On the one hand it sounds as if the TRC wants separation but then on the other it sounds as if it wants greater inclusion and integration. One of the quotes used comes from Kevin Takahide Lee, who states, “Only when ‘you’ and ‘me’ become ‘us’ and ‘we’ can there be any reconciliation (p. 359)”, which sounds like your typical internationalist, ‘one love’ clap-trap. Then of course there is the endless mention of the UN and the UN charter on the rights of indigenous peoples. I always hear of Amerindian and other aboriginal claims to self-determination, but how can this be achieved if all bow to the judgments of the UN or any other international (and European created) body?

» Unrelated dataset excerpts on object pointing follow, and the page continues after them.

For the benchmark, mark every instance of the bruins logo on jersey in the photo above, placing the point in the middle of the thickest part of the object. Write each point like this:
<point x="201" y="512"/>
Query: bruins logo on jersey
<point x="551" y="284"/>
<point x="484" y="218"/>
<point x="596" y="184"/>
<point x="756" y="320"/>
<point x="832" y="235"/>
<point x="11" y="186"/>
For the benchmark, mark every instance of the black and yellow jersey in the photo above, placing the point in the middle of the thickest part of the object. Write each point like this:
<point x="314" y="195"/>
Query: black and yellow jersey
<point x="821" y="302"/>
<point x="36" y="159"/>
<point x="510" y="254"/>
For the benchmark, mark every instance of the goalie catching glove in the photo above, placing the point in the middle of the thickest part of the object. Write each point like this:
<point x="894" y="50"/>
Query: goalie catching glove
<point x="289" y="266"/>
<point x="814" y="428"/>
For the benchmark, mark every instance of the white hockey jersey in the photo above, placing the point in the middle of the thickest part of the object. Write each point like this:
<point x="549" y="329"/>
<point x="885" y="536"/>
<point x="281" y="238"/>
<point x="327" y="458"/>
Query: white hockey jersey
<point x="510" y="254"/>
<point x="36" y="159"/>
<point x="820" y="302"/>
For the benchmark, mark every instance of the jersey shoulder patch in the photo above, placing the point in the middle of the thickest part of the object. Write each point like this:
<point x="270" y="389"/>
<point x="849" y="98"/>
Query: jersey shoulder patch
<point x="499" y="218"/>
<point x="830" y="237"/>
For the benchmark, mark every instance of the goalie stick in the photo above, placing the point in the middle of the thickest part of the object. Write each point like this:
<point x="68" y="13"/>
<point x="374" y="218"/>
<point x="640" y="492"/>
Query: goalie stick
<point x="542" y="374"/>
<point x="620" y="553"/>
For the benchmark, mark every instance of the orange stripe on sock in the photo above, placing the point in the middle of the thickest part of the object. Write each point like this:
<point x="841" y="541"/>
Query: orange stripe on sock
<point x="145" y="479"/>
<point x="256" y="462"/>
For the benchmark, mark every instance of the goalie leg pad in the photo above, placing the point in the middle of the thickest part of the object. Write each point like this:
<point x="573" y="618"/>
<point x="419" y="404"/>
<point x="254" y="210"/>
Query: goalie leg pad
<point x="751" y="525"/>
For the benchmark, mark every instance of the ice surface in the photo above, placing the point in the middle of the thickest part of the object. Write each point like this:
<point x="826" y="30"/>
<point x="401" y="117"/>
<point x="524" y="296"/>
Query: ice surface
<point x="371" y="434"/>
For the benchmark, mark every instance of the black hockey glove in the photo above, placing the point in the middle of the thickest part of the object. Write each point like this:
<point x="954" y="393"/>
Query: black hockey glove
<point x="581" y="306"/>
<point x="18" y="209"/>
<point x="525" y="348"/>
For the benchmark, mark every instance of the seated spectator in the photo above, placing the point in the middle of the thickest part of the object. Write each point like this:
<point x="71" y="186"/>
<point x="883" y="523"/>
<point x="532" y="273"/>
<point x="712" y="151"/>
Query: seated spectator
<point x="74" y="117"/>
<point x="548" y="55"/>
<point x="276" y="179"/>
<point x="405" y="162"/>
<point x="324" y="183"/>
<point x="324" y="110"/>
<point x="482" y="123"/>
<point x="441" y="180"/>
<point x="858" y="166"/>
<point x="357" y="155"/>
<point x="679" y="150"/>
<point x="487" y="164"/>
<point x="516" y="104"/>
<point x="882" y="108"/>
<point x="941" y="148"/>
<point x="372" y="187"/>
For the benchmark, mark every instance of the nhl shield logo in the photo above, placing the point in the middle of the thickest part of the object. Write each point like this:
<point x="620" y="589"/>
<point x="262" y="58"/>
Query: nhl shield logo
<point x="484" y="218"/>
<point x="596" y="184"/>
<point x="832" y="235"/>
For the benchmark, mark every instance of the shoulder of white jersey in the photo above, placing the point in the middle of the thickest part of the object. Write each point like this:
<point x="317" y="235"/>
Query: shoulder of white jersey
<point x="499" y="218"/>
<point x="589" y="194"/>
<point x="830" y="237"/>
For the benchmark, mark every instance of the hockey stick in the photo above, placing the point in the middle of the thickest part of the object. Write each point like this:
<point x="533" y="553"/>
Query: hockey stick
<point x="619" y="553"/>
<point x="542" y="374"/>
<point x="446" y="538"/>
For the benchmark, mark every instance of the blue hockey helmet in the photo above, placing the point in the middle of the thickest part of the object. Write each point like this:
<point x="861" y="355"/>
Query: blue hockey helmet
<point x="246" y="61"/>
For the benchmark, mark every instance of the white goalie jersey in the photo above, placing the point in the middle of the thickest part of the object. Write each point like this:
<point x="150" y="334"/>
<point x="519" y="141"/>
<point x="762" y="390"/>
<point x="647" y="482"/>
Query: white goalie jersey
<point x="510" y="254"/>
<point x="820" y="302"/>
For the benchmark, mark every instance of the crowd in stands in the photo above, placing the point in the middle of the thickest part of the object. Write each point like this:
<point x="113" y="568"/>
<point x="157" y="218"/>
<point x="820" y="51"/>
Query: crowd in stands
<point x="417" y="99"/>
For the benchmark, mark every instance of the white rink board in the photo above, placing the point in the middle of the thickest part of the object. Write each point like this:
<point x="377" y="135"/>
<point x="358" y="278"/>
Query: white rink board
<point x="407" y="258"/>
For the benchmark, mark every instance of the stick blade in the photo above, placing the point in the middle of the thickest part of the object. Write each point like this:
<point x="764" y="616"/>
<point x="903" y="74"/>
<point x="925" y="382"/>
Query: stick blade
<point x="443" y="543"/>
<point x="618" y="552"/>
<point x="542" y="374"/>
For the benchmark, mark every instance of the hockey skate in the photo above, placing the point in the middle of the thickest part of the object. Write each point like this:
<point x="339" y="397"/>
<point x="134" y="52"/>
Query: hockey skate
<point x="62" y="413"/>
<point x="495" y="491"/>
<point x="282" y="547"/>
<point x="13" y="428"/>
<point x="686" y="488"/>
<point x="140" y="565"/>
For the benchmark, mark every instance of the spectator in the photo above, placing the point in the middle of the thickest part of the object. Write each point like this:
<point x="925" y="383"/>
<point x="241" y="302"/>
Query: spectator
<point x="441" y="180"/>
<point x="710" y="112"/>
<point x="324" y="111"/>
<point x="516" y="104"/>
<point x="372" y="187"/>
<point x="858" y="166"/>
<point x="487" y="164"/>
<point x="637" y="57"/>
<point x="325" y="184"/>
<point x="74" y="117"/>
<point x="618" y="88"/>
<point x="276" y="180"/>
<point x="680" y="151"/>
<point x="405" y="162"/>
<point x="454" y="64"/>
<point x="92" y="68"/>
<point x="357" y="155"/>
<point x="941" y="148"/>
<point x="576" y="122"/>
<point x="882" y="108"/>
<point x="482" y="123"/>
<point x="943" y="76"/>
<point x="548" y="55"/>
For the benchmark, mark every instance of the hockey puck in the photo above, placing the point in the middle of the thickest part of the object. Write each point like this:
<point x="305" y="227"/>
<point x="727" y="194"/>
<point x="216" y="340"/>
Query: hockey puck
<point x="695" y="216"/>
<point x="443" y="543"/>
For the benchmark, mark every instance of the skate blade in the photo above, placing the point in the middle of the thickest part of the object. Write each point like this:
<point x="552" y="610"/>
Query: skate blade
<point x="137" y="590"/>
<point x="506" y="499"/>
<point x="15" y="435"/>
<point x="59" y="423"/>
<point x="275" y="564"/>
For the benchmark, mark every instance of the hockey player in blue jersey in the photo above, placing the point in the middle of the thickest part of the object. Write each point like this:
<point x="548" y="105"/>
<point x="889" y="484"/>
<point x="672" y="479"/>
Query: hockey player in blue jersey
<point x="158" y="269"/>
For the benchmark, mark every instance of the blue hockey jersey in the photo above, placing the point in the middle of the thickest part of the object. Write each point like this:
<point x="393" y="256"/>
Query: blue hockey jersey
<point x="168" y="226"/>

Overall, the report reads as if the government has been oppressing aboriginals up to and including the last few decades, but even before the TRC Canada was giving way to aboriginal activists and their leftist allies. In 2010, for example, the government officially changed the names of the Queen Charlotte Islands, off the coast of BC, to Haida Gwaii. Why not have it so that aboriginals can call them Haida Gwaii but keep Queen Charlotte Islands as the official name for the rest of us? Since 1787 we have known it only by that name, in fact Haida Gwaii only dates back to the 1980s, meaning it is a modern invention. It is one thing to study the past and criticise aspects of it like the residential schools — personally I have nothing against the recommendations laid out by the commission for aboriginal communities to teach their people their own languages and I doubt anyone is against the calls for keeping aboriginal families together —, but the commission’s findings seem to be more about promoting the current fad of white masochism and the leftist desire for greater bureaucracy and taxation. 4% of the population is to lord over the rest through moral blackmail and even more taxpayer funds thrown at corrupt aboriginal and liberal elites. Notice how the negative effect of overpaid and often nepotistic tribal leaders is conveniently forgotten. In fact, “Idle No More” is positively portrayed despite the fact its leader Theresa Spence completely mismanaged her band’s finances, which left many of her people with improper housing and heating. On a side note, anti-white rhetoric was used by Idle No More protesters; so much for respectful dialogue. In the recommendations surrounding crime, the fact that most crime perpetrated against aboriginal peoples is from fellow aboriginals is glossed over.

Concluding Thoughts

No doubt many suffered and, believe it or not, I do not condone the system, but the way it is discussed today is clearly about attacking whites, Christianity and Western civilization as a whole. Like many minority issues, it has been usurped by the left. The fact that Sinclair wants it to be a crime to question the official narrative concerning the residential schools tows the leftist line perfectly. If it seems offensive to the left – regardless of what evidence is used to make a claim – then it is a sin and must be punished severely.

White self-haters
Whites sorry for being Whites

Sinclair claims that truth and reconciliation is not about dividing the country or making whites feel guilty but obviously that is already occurring. An example of this is given in the TRC report. On page 324 we read of a former teacher Florence Kaefer who states, “And from my English ancestors, I apologize today for what my people did to you.” She later goes on to state how she tried her best to ensure that her students had a pleasant time but that clearly is not enough. Evidently all Euro-Canadians are to feel a collective guilt even if we had absolutely nothing to do with what happened or — as is the case of Kaefer — we tried our best to help aboriginal children. Whites are victimizers. The left, corrupt native leaders and their fellow travelers clearly are using aboriginal issues as a way of blackmailing Canadians into accepting their demands. Their primary goal is the creation of one official, cultural Marxist narrative irrespective of the truth.